Pierre Mourief s'interrompit et promena son regard sur le mess. Deux ou trois officiers vaincus par le nombre des flacons vidés, sommeillaient placidement; le reste de l'assemblée attendait avec curiosité la fin de son récit.

Le comte Sourof devenu fort grave, regardait Pierre dans le blanc des yeux.

--Je vous ennuie? fit celui-ci d'un air innocent.

--Non, non, continue, dit Sourof de sa voix calme.

--Ah! je t'y prends. Vous êtes témoins, messieurs et amis, que c'est Sourof qui m'a dit de continuer; je l'avais prédit! Vous en prenez note?

--Oui! oui! lui répondit-on de tous côtés.

Le jeune comte sourit.

--Eh bien! je te le dis une fois de plus, continue! dit-il de bonne grâce.

Pierre lui fit le salut militaire et reprit son récit après avoir mis sa chaise à l'envers pour s'asseoir à califourchon.

--Je tournai le coin du jardin, suivant qu'il m'avait été ordonné, et je fis arrêter mon équipage.

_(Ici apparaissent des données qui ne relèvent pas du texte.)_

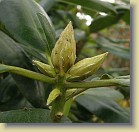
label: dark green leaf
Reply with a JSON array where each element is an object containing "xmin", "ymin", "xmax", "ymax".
[
  {"xmin": 90, "ymin": 15, "xmax": 122, "ymax": 32},
  {"xmin": 95, "ymin": 37, "xmax": 130, "ymax": 59},
  {"xmin": 76, "ymin": 95, "xmax": 130, "ymax": 123},
  {"xmin": 0, "ymin": 31, "xmax": 46, "ymax": 107},
  {"xmin": 82, "ymin": 87, "xmax": 124, "ymax": 101},
  {"xmin": 0, "ymin": 108, "xmax": 71, "ymax": 123},
  {"xmin": 0, "ymin": 0, "xmax": 55, "ymax": 55},
  {"xmin": 0, "ymin": 75, "xmax": 31, "ymax": 111},
  {"xmin": 57, "ymin": 0, "xmax": 116, "ymax": 14},
  {"xmin": 39, "ymin": 0, "xmax": 55, "ymax": 12}
]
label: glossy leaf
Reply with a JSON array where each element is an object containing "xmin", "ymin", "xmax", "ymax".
[
  {"xmin": 0, "ymin": 31, "xmax": 45, "ymax": 107},
  {"xmin": 90, "ymin": 15, "xmax": 122, "ymax": 32},
  {"xmin": 39, "ymin": 0, "xmax": 55, "ymax": 12},
  {"xmin": 58, "ymin": 0, "xmax": 116, "ymax": 14},
  {"xmin": 95, "ymin": 37, "xmax": 130, "ymax": 59},
  {"xmin": 82, "ymin": 87, "xmax": 124, "ymax": 101},
  {"xmin": 76, "ymin": 95, "xmax": 130, "ymax": 123},
  {"xmin": 0, "ymin": 75, "xmax": 31, "ymax": 111},
  {"xmin": 0, "ymin": 0, "xmax": 55, "ymax": 55},
  {"xmin": 0, "ymin": 108, "xmax": 71, "ymax": 123}
]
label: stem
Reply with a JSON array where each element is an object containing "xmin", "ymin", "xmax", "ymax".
[
  {"xmin": 1, "ymin": 64, "xmax": 55, "ymax": 83},
  {"xmin": 64, "ymin": 79, "xmax": 122, "ymax": 89},
  {"xmin": 51, "ymin": 77, "xmax": 66, "ymax": 123}
]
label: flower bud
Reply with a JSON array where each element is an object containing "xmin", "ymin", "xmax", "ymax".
[
  {"xmin": 32, "ymin": 60, "xmax": 56, "ymax": 77},
  {"xmin": 66, "ymin": 53, "xmax": 108, "ymax": 81},
  {"xmin": 51, "ymin": 22, "xmax": 76, "ymax": 75}
]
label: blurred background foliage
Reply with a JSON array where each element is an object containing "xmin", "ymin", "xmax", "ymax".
[{"xmin": 0, "ymin": 0, "xmax": 130, "ymax": 123}]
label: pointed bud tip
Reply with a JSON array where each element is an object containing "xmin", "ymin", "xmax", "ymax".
[
  {"xmin": 66, "ymin": 21, "xmax": 73, "ymax": 30},
  {"xmin": 104, "ymin": 52, "xmax": 109, "ymax": 56}
]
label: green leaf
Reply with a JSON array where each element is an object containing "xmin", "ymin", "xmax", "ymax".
[
  {"xmin": 0, "ymin": 0, "xmax": 55, "ymax": 56},
  {"xmin": 0, "ymin": 31, "xmax": 46, "ymax": 107},
  {"xmin": 95, "ymin": 37, "xmax": 130, "ymax": 59},
  {"xmin": 0, "ymin": 75, "xmax": 31, "ymax": 111},
  {"xmin": 90, "ymin": 15, "xmax": 122, "ymax": 32},
  {"xmin": 57, "ymin": 0, "xmax": 117, "ymax": 14},
  {"xmin": 0, "ymin": 108, "xmax": 71, "ymax": 123},
  {"xmin": 76, "ymin": 95, "xmax": 130, "ymax": 123},
  {"xmin": 39, "ymin": 0, "xmax": 55, "ymax": 12},
  {"xmin": 82, "ymin": 87, "xmax": 124, "ymax": 101}
]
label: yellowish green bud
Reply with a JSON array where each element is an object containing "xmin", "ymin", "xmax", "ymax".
[
  {"xmin": 32, "ymin": 60, "xmax": 56, "ymax": 77},
  {"xmin": 66, "ymin": 52, "xmax": 108, "ymax": 81},
  {"xmin": 47, "ymin": 88, "xmax": 61, "ymax": 105},
  {"xmin": 51, "ymin": 22, "xmax": 76, "ymax": 75}
]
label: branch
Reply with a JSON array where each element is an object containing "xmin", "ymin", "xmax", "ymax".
[
  {"xmin": 65, "ymin": 79, "xmax": 125, "ymax": 89},
  {"xmin": 0, "ymin": 64, "xmax": 55, "ymax": 83}
]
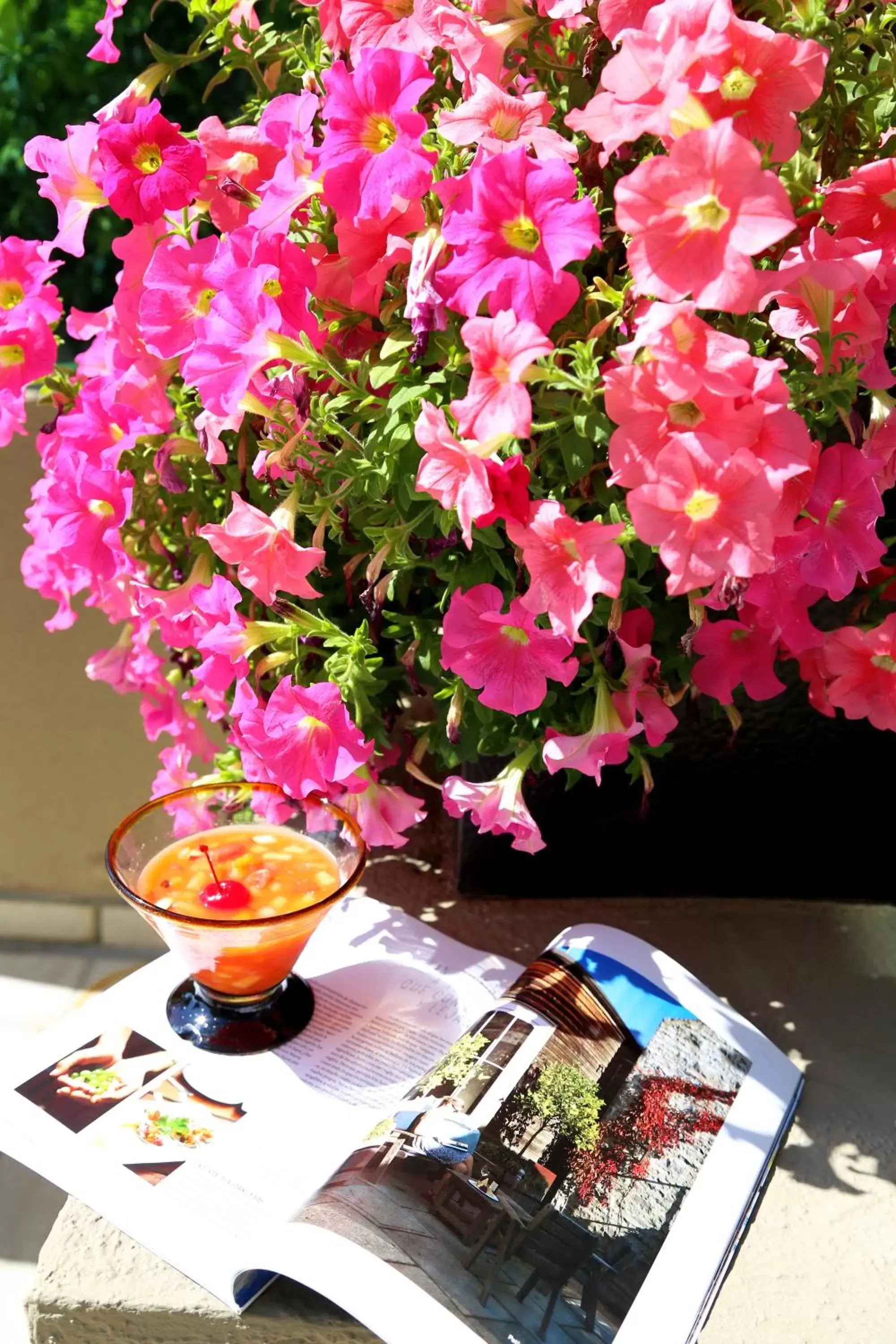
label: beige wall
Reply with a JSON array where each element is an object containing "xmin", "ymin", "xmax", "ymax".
[{"xmin": 0, "ymin": 407, "xmax": 164, "ymax": 898}]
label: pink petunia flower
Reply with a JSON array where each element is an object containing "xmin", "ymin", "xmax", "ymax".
[
  {"xmin": 435, "ymin": 145, "xmax": 599, "ymax": 332},
  {"xmin": 615, "ymin": 121, "xmax": 794, "ymax": 313},
  {"xmin": 567, "ymin": 0, "xmax": 827, "ymax": 163},
  {"xmin": 762, "ymin": 228, "xmax": 895, "ymax": 387},
  {"xmin": 234, "ymin": 679, "xmax": 374, "ymax": 798},
  {"xmin": 612, "ymin": 607, "xmax": 678, "ymax": 747},
  {"xmin": 627, "ymin": 433, "xmax": 779, "ymax": 597},
  {"xmin": 250, "ymin": 93, "xmax": 321, "ymax": 234},
  {"xmin": 97, "ymin": 99, "xmax": 206, "ymax": 224},
  {"xmin": 822, "ymin": 613, "xmax": 896, "ymax": 732},
  {"xmin": 23, "ymin": 121, "xmax": 109, "ymax": 257},
  {"xmin": 339, "ymin": 766, "xmax": 426, "ymax": 849},
  {"xmin": 87, "ymin": 0, "xmax": 128, "ymax": 66},
  {"xmin": 0, "ymin": 237, "xmax": 62, "ymax": 327},
  {"xmin": 316, "ymin": 48, "xmax": 437, "ymax": 219},
  {"xmin": 338, "ymin": 0, "xmax": 434, "ymax": 65},
  {"xmin": 541, "ymin": 681, "xmax": 642, "ymax": 784},
  {"xmin": 438, "ymin": 75, "xmax": 579, "ymax": 163},
  {"xmin": 196, "ymin": 117, "xmax": 286, "ymax": 234},
  {"xmin": 181, "ymin": 224, "xmax": 319, "ymax": 429},
  {"xmin": 196, "ymin": 493, "xmax": 324, "ymax": 606},
  {"xmin": 506, "ymin": 500, "xmax": 625, "ymax": 640},
  {"xmin": 138, "ymin": 235, "xmax": 218, "ymax": 359},
  {"xmin": 450, "ymin": 310, "xmax": 553, "ymax": 442},
  {"xmin": 441, "ymin": 583, "xmax": 579, "ymax": 714},
  {"xmin": 780, "ymin": 444, "xmax": 887, "ymax": 602},
  {"xmin": 475, "ymin": 453, "xmax": 532, "ymax": 527},
  {"xmin": 822, "ymin": 159, "xmax": 896, "ymax": 245},
  {"xmin": 692, "ymin": 621, "xmax": 784, "ymax": 704},
  {"xmin": 442, "ymin": 743, "xmax": 544, "ymax": 853},
  {"xmin": 414, "ymin": 402, "xmax": 494, "ymax": 547}
]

Personne! Un instant je crus que cette proposition d'enlèvement n'avait été qu'une aimable mystification de ma charmante cousine, et je ne saurais dire qu'à cette idée mon coeur éprouvât une douleur bien vive; mais je faisais injure à Clémentine. Je la vis accourir dans l'allée, un petit paquet à la main: elle ouvrit la porte palissadée qui donnait sur la route, et, d'un saut, bondit dans la calèche. Je sautai auprès elle.